We are running 6 nodes with 16 cores and 26GB RAM to serve our app to about 100k concurrent users. Our business logics are depended heavily on Phoenix Channel.
We are experiencing serious issues with app stability recently. Running nodes suddenly spike up to 100% ram within minutes and crash without any clear trace. Previously, I can trace and solve all issues using erl_crash.dump but this time it does not work anymore. I tried to double CPU and RAM and still experience same issue
crashdumps usually point out this
Slogan: eheap_alloc: Cannot allocate 36584552816 bytes of memory (of type "heap_frag").
System version: Erlang/OTP 20 [erts-9.3] [source] [64-bit] [smp:14:14] [ds:14:14:10] [async-threads:1024] [hipe] [kernel-poll:true]
Compiled: Mon Mar 19 14:58:42 2018
Taints: asn1rt_nif,crypto,Elixir.Comeonin.Bcrypt,dyntrace,erl_tracer,zlib
Atoms: 48690
Calling Thread: scheduler:11
=scheduler:11
Scheduler Sleep Info Flags:
Scheduler Sleep Info Aux Work: DD | DD_THR_PRGR | FIX_ALLOC_DEALLOC | FIX_ALLOC_LOWER_LIM | THR_PRGR_LATER_OP | CNCLD_TMRS | CNCLD_TMRS_THR_PRGR | MISC | MSEG_CACHE_CHECK
Current Port:
Run Queue Max Length: 0
Run Queue High Length: 0
Run Queue Normal Length: 0
Run Queue Low Length: 0
Run Queue Port Length: 0
Run Queue Flags: NONEMPTY | EXEC
Current Process: <0.21328.3>
Current Process State: Running
Current Process Internal State: ACT_PRIO_NORMAL | USR_PRIO_NORMAL | PRQ_PRIO_NORMAL | ACTIVE | RUNNING | ON_HEAP_MSGQ
Current Process Program counter: 0x00007fe09fbd4eb0 ('Elixir.Ecto.Repo.Preloader':split_while/4 + 24)
Current Process CP: 0x0000000000000000 (invalid)
Current Process Limited Stack Trace:
0x00007fe003a0d800:SReturn addr 0x710AE820 (proc_lib:init_p_do_apply/3 + 72)
0x00007fe003a0d818:SReturn addr 0x914BA8 (<terminate process normally>)
but sometimes, it just returns zero calling thread scheduler
Slogan: eheap_alloc: Cannot allocate 9794840320 bytes of memory (of type "heap").
System version: Erlang/OTP 20 [erts-9.3] [source] [64-bit] [smp:12:12] [ds:12:12:10] [async-threads:1024] [hipe] [kernel-poll:true]

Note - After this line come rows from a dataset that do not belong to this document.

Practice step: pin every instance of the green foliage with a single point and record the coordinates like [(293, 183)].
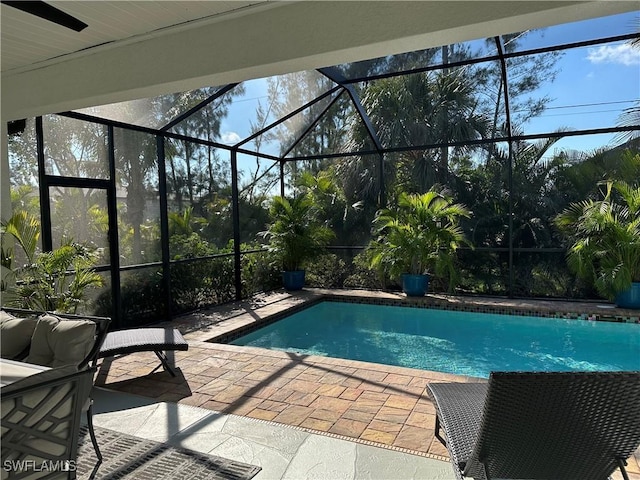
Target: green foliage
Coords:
[(606, 238), (419, 236), (51, 281), (261, 271), (362, 275), (296, 234), (326, 271)]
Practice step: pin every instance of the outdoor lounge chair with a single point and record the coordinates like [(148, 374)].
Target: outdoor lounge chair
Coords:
[(41, 423), (88, 360), (157, 340), (540, 425)]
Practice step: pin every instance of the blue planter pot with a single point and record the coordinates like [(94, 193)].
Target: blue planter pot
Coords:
[(415, 285), (629, 298), (293, 280)]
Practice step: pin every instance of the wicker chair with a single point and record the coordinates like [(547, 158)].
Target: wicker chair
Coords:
[(540, 425), (41, 423)]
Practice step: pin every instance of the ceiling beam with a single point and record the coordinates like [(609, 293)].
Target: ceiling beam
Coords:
[(285, 37)]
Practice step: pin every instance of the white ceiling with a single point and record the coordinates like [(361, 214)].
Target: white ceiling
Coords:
[(136, 49), (29, 40)]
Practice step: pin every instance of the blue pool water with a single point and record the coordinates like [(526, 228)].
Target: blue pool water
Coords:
[(452, 342)]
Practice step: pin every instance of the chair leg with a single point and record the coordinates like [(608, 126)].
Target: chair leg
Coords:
[(165, 362), (437, 432), (92, 434)]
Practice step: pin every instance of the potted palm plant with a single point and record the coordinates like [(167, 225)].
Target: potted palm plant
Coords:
[(295, 235), (605, 236), (47, 281), (418, 238)]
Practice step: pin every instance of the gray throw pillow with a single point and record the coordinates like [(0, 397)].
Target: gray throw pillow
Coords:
[(57, 342), (15, 334)]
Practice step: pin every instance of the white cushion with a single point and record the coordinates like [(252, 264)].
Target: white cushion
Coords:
[(15, 334), (58, 342)]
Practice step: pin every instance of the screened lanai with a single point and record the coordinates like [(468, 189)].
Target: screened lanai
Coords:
[(173, 191)]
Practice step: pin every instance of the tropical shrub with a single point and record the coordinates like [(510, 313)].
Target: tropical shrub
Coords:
[(605, 237), (48, 281), (296, 233), (419, 235)]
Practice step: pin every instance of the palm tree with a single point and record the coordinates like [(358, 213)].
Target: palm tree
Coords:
[(419, 236), (606, 238), (295, 233)]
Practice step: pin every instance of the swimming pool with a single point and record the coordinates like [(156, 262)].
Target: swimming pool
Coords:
[(461, 343)]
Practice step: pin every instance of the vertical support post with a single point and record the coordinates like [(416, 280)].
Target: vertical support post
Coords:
[(45, 200), (114, 245), (281, 177), (503, 67), (164, 225), (382, 197), (235, 202)]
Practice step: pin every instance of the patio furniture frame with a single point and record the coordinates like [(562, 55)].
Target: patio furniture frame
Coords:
[(41, 422), (540, 425), (90, 361), (157, 340)]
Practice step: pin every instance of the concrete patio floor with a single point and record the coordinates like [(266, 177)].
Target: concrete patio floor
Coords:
[(376, 405), (282, 451)]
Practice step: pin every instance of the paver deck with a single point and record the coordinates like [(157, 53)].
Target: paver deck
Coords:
[(370, 403)]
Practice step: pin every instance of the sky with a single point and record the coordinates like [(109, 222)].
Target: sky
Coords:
[(593, 86)]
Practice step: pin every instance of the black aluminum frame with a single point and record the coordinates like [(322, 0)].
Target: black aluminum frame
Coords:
[(343, 86)]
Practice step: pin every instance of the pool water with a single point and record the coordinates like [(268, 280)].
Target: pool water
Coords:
[(461, 343)]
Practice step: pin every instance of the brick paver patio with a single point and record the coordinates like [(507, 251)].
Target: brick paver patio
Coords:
[(370, 403)]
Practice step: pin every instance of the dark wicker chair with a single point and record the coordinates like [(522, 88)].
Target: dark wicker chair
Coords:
[(540, 425)]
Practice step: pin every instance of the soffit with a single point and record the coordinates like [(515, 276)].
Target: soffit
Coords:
[(28, 40), (255, 39)]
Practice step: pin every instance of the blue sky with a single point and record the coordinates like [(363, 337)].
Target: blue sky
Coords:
[(594, 84)]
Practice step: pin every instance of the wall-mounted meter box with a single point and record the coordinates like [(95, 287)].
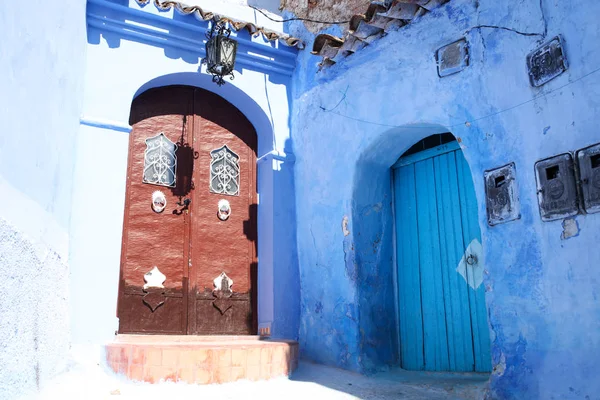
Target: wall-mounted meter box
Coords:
[(501, 195), (556, 187), (588, 161)]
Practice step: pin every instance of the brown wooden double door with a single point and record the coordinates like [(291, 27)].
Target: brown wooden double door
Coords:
[(208, 260)]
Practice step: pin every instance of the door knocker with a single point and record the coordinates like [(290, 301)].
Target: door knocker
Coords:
[(159, 201), (224, 210), (472, 259)]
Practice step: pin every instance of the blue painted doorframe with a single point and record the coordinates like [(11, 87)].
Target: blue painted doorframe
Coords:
[(442, 312)]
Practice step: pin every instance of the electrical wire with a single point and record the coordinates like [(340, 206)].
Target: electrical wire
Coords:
[(298, 18), (468, 122)]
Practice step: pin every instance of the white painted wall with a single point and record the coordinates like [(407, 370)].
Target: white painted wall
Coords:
[(42, 60)]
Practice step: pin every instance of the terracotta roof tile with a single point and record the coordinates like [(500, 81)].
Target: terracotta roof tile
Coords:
[(204, 15), (379, 18)]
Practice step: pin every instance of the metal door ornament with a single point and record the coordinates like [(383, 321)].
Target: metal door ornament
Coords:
[(160, 161), (224, 210), (159, 201)]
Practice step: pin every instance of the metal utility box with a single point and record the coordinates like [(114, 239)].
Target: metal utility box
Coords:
[(452, 58), (588, 161), (556, 187), (546, 62), (501, 194)]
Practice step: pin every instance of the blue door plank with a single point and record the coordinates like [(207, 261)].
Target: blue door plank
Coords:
[(432, 292), (481, 338), (407, 256), (458, 320)]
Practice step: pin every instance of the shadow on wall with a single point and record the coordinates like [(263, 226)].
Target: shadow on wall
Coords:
[(181, 37), (286, 274), (370, 244)]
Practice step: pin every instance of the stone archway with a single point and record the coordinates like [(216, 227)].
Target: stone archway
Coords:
[(371, 241)]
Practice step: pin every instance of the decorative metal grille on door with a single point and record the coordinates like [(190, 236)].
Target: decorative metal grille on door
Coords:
[(224, 172), (160, 161)]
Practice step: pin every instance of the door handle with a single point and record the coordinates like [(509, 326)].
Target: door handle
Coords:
[(185, 205)]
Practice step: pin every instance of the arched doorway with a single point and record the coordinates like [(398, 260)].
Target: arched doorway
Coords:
[(439, 260), (188, 257)]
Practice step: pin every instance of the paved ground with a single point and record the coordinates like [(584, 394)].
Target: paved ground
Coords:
[(310, 381)]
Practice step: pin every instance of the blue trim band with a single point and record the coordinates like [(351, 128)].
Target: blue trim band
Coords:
[(105, 124)]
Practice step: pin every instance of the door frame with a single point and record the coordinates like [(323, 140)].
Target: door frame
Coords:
[(404, 161), (188, 306)]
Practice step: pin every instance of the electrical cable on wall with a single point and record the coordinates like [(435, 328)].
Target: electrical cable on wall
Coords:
[(469, 121)]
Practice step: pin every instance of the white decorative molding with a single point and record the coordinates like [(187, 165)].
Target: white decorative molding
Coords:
[(218, 282), (159, 201), (154, 278)]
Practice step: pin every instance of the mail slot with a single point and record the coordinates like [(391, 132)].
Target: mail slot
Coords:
[(588, 161), (556, 187), (502, 198)]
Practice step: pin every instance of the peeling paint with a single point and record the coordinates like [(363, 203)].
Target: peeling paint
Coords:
[(345, 225)]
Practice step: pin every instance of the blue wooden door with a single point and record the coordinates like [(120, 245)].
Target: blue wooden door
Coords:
[(442, 312)]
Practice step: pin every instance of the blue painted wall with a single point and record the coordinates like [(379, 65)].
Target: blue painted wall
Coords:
[(41, 90), (352, 121)]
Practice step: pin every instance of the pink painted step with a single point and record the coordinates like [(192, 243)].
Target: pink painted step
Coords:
[(201, 359)]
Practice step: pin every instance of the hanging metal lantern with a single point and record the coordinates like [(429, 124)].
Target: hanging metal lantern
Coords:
[(220, 52)]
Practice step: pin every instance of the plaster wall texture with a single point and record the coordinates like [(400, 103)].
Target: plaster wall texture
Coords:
[(120, 67), (353, 120), (42, 62)]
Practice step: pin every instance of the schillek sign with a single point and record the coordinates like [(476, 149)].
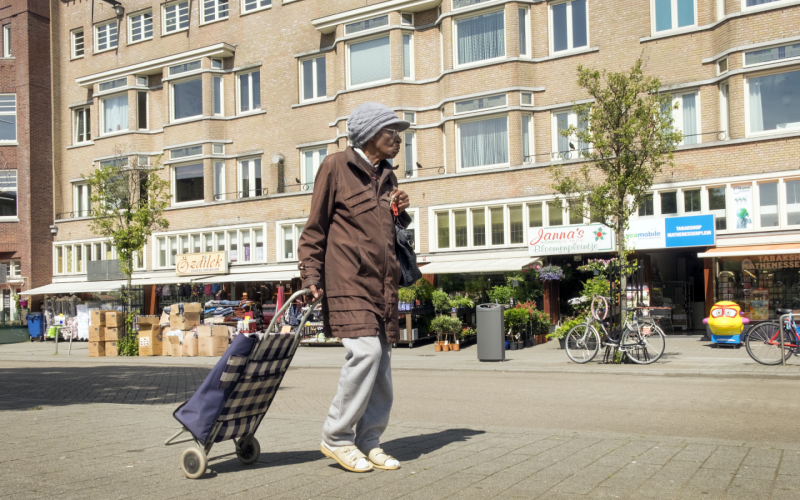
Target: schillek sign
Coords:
[(565, 240)]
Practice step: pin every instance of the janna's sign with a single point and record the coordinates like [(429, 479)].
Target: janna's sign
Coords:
[(193, 264), (584, 238)]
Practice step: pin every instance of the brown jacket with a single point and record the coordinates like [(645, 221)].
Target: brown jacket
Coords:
[(347, 247)]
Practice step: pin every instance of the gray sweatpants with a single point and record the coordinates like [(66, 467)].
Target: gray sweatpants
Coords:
[(364, 397)]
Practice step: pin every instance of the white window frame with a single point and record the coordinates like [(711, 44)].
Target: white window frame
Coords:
[(87, 125), (141, 14), (569, 48), (348, 62), (250, 89), (314, 78), (217, 17), (178, 29), (172, 101), (455, 37), (97, 27), (280, 241), (459, 168), (674, 18), (73, 43)]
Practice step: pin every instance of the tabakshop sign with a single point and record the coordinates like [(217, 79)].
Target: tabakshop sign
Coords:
[(564, 240)]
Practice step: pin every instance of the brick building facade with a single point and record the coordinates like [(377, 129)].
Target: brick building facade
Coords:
[(26, 207), (485, 82)]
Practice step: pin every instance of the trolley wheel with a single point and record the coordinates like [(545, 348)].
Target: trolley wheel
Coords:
[(248, 450), (194, 463)]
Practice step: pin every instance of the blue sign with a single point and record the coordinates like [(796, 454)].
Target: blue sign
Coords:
[(691, 231)]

Compiled: Mon Mar 19 14:58:42 2018
Taints: asn1rt_nif,crypto,Elixir.Comeonin.Bcrypt,dyntrace,erl_tracer,zlib
Atoms: 48683
Calling Thread: scheduler:0
I tried few logging tools like scout and recon but when the crash is about to happened, the request is always hanged and crashed together with the node
Did anyone experience this situation? Any suggestion is welcomed. Thank you for reading!